After working as a Physical Education teacher, Enid met Art Blakeney. Theirs was a long courtship, with World War II intervening. After the war they married, but never had children. Enid felt it would be unfair to have a child during the financial challenges as Art pursued his educational dreams. She settled on building a family filled with animals – dogs, sheep, horses; anything with four legs, really. But Art was to become one of the early Harvard MBA graduates and their investments in education were rewarded with much success.

Both of Enid’s parents and Art spent their last years in the Saanich Peninsula Hospital’s Extended Care Unit. As a loving daughter and spouse, she spent a lot of time “exploring” at SPH, growing to love it, too. When a multi-faith Chapel was proposed, Enid and Art discussed it and decided to help. Ultimately Enid took out a life insurance policy for $500,000 to fund approximately half the cost of the Chapel. Fortunately, hers was a long and very healthy life. The Foundation decided to “borrow” $500,000 out of its own reserves to get the multi-faith Chapel built, and Enid was thrilled to attend the opening.

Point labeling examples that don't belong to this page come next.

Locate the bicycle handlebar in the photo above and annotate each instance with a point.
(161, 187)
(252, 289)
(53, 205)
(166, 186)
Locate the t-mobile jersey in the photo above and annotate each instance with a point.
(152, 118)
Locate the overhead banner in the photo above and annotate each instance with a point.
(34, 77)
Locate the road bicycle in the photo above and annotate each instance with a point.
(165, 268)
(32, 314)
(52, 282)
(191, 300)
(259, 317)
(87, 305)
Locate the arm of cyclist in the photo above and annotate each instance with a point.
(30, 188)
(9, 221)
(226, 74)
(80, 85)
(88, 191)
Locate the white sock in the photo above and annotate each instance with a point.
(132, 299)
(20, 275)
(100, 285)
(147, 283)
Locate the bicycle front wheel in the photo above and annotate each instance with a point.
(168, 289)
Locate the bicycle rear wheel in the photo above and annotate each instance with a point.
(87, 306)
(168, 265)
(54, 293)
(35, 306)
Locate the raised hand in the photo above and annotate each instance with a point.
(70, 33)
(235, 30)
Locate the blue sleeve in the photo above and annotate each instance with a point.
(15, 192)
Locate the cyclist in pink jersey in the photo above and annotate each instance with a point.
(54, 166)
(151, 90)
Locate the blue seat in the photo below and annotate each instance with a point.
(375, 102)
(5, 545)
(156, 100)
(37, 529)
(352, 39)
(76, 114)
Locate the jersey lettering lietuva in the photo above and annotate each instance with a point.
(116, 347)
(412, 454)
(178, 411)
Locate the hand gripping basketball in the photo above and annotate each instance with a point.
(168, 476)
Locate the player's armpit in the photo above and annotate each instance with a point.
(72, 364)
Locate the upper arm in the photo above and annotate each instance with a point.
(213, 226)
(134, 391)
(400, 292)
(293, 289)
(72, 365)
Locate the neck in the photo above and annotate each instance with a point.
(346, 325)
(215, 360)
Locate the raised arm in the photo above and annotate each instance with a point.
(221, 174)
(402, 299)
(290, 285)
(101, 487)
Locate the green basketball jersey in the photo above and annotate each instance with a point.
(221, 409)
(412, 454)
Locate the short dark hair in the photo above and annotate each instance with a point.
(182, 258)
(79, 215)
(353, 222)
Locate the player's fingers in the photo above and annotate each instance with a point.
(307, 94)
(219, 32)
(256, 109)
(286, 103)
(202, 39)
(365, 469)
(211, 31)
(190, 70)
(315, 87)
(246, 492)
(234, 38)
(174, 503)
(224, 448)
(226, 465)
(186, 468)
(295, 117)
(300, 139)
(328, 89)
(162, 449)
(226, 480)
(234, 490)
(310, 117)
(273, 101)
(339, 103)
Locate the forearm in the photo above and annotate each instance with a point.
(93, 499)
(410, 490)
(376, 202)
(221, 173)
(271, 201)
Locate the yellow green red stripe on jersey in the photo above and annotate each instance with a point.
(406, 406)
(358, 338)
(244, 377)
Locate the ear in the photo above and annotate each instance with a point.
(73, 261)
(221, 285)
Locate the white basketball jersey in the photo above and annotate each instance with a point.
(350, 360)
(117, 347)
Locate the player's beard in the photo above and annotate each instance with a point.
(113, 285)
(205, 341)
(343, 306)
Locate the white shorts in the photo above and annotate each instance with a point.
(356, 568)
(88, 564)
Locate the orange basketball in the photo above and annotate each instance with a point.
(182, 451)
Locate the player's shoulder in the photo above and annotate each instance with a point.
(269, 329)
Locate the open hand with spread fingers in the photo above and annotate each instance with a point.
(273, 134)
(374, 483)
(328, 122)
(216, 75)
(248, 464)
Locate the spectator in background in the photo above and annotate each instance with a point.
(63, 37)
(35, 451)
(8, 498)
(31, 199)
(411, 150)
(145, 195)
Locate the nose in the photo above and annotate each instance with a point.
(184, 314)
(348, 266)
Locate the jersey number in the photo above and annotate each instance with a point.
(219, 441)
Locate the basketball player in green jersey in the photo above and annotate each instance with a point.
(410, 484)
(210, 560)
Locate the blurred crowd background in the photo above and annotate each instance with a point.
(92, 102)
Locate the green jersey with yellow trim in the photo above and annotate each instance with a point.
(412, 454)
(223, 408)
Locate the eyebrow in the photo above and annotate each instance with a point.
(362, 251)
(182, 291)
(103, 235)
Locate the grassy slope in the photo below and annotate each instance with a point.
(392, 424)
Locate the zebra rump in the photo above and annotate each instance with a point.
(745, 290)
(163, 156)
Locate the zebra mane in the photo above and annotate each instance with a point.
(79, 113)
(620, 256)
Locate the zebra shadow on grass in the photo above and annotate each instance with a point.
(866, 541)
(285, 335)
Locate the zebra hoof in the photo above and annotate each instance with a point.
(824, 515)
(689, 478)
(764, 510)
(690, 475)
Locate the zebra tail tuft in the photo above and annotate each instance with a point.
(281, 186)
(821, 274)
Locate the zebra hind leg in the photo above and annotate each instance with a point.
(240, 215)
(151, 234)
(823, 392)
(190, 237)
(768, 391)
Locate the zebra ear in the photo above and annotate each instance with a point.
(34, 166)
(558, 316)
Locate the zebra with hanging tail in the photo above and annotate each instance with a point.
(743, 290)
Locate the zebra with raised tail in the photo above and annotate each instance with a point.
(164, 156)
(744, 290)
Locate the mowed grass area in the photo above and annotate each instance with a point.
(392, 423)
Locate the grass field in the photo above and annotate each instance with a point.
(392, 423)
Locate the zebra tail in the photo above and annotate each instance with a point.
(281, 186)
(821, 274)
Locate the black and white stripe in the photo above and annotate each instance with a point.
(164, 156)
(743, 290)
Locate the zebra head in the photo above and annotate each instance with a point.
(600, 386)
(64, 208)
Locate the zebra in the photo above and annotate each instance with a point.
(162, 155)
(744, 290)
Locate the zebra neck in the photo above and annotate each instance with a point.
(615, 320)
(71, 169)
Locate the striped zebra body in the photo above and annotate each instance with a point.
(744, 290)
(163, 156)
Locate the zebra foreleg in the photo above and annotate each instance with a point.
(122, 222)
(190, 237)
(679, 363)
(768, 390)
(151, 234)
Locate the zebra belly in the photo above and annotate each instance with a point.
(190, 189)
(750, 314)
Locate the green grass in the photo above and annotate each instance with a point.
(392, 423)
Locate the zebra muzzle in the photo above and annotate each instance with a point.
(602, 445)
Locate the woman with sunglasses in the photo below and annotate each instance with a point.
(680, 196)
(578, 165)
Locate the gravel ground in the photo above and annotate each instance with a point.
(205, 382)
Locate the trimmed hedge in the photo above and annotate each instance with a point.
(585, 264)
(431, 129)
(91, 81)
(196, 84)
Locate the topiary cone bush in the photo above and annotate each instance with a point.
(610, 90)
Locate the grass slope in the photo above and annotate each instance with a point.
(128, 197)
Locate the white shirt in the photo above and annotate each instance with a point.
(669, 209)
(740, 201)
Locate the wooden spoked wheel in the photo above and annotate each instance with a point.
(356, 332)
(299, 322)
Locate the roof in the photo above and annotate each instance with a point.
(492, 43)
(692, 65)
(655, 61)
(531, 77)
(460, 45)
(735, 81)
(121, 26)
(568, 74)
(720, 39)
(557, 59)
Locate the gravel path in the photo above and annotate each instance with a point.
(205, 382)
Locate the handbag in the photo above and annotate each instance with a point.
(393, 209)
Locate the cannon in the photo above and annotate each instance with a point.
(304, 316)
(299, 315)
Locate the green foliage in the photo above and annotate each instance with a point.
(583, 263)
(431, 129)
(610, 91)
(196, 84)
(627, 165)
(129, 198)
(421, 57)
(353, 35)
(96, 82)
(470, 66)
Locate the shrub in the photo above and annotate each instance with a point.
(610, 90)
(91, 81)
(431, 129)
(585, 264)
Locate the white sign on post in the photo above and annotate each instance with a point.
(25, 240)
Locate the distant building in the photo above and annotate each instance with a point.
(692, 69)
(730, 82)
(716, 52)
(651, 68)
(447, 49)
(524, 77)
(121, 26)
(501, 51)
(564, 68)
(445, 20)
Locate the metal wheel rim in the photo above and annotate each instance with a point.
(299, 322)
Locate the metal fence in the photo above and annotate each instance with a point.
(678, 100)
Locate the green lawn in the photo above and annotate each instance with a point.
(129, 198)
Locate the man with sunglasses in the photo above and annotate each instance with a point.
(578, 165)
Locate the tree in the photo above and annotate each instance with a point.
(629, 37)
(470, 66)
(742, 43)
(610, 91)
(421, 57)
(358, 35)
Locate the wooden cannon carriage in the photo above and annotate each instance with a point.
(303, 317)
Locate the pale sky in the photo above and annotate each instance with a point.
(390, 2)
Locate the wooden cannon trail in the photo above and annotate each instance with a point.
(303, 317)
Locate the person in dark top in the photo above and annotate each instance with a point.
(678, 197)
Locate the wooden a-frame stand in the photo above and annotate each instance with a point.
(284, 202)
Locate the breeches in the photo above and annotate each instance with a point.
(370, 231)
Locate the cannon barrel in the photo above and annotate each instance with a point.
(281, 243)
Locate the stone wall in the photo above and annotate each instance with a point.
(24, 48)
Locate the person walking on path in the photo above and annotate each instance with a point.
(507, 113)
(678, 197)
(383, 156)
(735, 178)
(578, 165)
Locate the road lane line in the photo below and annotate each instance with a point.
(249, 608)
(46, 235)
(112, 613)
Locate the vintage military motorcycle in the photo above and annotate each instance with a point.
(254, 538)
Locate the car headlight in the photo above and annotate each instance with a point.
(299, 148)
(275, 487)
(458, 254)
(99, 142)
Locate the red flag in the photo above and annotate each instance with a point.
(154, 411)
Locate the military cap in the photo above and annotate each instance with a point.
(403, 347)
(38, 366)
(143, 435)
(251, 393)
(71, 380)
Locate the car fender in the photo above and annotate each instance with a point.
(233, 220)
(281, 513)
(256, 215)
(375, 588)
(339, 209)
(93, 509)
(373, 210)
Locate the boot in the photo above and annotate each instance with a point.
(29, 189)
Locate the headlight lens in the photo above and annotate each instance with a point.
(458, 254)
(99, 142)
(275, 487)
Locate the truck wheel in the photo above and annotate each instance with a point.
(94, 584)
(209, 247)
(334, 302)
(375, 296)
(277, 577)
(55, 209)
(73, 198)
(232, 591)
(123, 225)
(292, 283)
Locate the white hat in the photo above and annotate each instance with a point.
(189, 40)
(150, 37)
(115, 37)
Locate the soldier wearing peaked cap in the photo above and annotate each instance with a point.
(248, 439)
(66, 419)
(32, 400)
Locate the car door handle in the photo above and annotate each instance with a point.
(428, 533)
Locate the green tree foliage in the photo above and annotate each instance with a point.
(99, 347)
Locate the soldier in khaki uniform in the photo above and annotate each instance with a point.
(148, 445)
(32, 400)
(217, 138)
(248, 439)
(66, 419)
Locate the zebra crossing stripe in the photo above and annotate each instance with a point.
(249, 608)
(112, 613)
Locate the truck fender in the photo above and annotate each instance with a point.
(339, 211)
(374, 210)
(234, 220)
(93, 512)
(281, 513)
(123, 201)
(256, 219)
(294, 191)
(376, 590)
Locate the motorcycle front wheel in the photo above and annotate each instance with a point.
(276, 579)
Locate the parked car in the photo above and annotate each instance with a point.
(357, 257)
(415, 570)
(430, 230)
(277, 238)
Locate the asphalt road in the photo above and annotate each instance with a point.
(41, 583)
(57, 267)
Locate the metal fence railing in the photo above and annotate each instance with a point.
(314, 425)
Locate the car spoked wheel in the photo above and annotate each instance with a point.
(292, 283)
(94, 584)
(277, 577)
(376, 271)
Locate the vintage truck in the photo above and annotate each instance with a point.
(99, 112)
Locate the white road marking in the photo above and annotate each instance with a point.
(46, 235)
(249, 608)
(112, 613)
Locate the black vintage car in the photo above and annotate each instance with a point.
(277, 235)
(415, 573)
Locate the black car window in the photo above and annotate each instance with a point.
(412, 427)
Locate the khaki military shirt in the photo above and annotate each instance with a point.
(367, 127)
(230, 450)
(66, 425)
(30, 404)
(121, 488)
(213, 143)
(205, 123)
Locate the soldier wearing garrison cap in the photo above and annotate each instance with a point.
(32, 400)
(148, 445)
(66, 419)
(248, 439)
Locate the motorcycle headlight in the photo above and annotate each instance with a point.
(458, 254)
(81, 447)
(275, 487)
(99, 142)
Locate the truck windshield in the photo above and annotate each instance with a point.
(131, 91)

When Enid died (well into her nineties) this past October, we were very sad to lose a good friend, as well as an ardent supporter of the Saanich Peninsula Hospital. And with the Chapel completed, her life insurance was not needed for that purpose. But we knew that she would want the money to be used for something that would benefit the community, particularly its older members. Last month, the Board dedicated Enid’s extraordinary gift to the CT Scanner campaign, an important diagnostic tool that will benefit hospital patients and residents, as well as the many members of the community who come to the hospital for diagnostic tests. Approximately 7,000 people per year make use of the hospital’s CT Scanner on both an in-patient and out-patient basis. The existing machine will be refurbished and sold. One of the radiologists says it could end up in a veterinarian’s office; something that would be the “icing on the cake” for Enid.